Preve was an independent contractor who worked for what became known as the Banyon Group of hedge funds, which invested more than $157 million in Rothstein's $1.4 billion investment fraud scheme, according to court records.
Rothstein is serving 50 years in prison after admitting that he ripped off investors by claiming that they could make massive amounts of money by investing in confidential settlements obtained on behalf of people who claimed they were whistleblowers or victims of sexual harassment or discrimination.
Rothstein claimed that these plaintiffs were willing to accept discounted lump-sum payments up front rather than wait to be paid in installments over a longer period of time. Rothstein convinced investors that they could make huge profits on millions of dollars worth of settlements if they paid out the smaller lump-sum payments to the plaintiffs and then collected the full installment amounts over time.
But Rothstein has admitted that there were no confidential settlements and the whole thing was a Ponzi scheme – which means new investors' money was used to pay older investors until the fraud was exposed in late October 2009.
The Banyon Group, led by hedge fund manager George Levin, obtained funding to buy the confidential settlements by finding investors and obtaining loans, prosecutors wrote in their criminal complaint filed Monday in federal court in Fort Lauderdale.
Preve's role, according to prosecutors, was to help find investors and lenders, coordinate the funding and arrange the payouts to investors.

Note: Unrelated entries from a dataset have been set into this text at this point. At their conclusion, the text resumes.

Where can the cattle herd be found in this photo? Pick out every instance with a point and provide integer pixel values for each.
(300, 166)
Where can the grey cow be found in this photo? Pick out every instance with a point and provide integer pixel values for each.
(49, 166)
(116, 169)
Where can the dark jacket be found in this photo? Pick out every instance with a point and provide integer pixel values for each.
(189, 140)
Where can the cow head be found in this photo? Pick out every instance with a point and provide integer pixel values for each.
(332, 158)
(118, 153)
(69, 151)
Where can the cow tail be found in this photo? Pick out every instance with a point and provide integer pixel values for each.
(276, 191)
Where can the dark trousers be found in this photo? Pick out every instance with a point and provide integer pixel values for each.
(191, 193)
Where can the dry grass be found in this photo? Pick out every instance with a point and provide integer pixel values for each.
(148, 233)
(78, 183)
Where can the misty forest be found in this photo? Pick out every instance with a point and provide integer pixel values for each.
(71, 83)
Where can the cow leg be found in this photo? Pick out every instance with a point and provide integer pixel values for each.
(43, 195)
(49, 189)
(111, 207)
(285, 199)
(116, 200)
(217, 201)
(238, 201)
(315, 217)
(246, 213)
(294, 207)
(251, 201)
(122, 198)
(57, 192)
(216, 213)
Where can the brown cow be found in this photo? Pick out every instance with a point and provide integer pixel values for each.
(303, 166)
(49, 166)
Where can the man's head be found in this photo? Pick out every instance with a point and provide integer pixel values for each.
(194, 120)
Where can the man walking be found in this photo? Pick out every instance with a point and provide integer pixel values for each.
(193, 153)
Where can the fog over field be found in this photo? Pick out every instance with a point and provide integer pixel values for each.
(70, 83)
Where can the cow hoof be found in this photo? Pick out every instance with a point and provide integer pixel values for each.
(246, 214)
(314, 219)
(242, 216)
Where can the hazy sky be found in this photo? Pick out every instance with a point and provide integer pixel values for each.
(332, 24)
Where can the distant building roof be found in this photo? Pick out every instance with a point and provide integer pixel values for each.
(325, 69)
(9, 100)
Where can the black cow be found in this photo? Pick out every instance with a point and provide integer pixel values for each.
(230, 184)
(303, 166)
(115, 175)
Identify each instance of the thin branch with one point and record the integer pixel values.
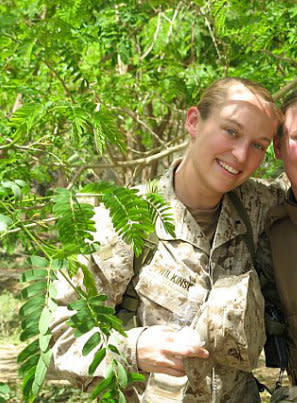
(279, 57)
(142, 123)
(283, 91)
(125, 164)
(68, 93)
(34, 224)
(150, 48)
(211, 32)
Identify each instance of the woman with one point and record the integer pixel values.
(282, 234)
(229, 130)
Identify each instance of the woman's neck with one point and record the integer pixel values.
(190, 191)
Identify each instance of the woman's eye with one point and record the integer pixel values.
(230, 131)
(259, 146)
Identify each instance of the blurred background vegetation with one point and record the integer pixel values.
(97, 90)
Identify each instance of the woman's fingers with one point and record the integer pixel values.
(162, 349)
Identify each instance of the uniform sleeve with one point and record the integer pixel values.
(264, 268)
(112, 267)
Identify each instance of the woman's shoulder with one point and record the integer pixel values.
(261, 192)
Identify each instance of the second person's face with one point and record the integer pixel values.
(286, 147)
(230, 144)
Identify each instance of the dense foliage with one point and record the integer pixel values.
(93, 94)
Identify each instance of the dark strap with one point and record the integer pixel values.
(249, 239)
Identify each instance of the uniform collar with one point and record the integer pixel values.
(291, 206)
(229, 225)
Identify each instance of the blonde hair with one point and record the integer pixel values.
(291, 100)
(217, 93)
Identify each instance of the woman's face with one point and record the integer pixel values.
(229, 145)
(286, 146)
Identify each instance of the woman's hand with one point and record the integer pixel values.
(162, 349)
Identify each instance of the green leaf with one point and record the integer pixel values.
(32, 305)
(45, 320)
(89, 281)
(135, 377)
(101, 386)
(41, 370)
(122, 398)
(28, 381)
(78, 305)
(28, 364)
(97, 360)
(113, 348)
(34, 289)
(4, 389)
(33, 274)
(5, 222)
(93, 342)
(14, 188)
(122, 375)
(39, 261)
(44, 341)
(28, 351)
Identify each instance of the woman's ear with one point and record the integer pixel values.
(192, 120)
(277, 147)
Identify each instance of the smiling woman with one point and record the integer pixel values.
(206, 268)
(228, 141)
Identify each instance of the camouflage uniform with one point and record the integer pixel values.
(183, 265)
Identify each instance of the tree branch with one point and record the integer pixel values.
(150, 48)
(125, 164)
(284, 90)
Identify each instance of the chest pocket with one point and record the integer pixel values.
(169, 286)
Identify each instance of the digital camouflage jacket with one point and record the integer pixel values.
(217, 283)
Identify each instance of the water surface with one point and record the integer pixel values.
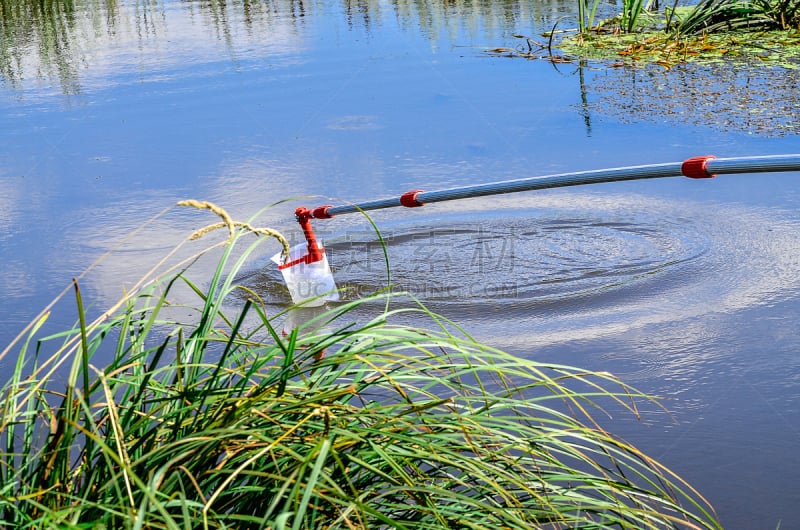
(112, 112)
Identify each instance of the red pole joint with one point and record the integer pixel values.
(409, 199)
(695, 167)
(321, 212)
(315, 252)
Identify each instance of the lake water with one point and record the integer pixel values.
(112, 112)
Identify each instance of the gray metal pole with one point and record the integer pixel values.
(697, 167)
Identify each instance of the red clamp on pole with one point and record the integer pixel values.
(409, 199)
(321, 212)
(315, 253)
(695, 167)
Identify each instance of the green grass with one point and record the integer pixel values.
(221, 421)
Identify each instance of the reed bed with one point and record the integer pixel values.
(223, 421)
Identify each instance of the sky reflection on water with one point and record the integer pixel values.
(688, 289)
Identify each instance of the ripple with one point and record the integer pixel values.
(517, 258)
(518, 272)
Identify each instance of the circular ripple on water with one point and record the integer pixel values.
(519, 271)
(528, 257)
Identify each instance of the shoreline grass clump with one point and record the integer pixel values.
(225, 422)
(747, 32)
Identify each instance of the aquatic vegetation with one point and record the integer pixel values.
(713, 16)
(219, 420)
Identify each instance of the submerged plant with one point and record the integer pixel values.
(343, 422)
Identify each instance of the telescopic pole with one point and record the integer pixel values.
(697, 167)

But prosecutors said he later participated in the fraud conspiracy by failing to tell investors and lenders about significant problems with the so-called investment and continuing to supply more than $20 million to Rothstein's fraud, according to the charge.
Requests for comment from Preve's lawyers, who are representing him in a related complaint filed against him by the U.S. Securities and Exchange Commission, were not returned Monday.
Preve helped prepare a memo that was intended to "inform investors of the potential risks and rewards of the investment," prosecutors wrote.
Some of the "essential steps" included in the memo were promises that an independent third party would verify the original settlement documents executed by the supposed plaintiffs and defendants in the underlying cases — which were, of course, fictional.
Prosecutors say that Preve was well aware from July to October 2009, when Rothstein's fraud was exposed, that Rothstein was not turning over any proof that settlement packages were being executed and that no independent third party was verifying any of the settlements.
Preve also knew that Rothstein had failed to make some of the payments that were due in April 2009 and that his trust accounts at a local bank had been frozen, prosecutors said.
Preve failed to disclose any of those potential problems to his investors and lenders for the last four months of the fraud, prosecutors charged.
Earlier this year, Preve reached a $471,000 settlement in a lawsuit filed by the Rothstein Rosenfeldt Adler law firm bankruptcy trustee.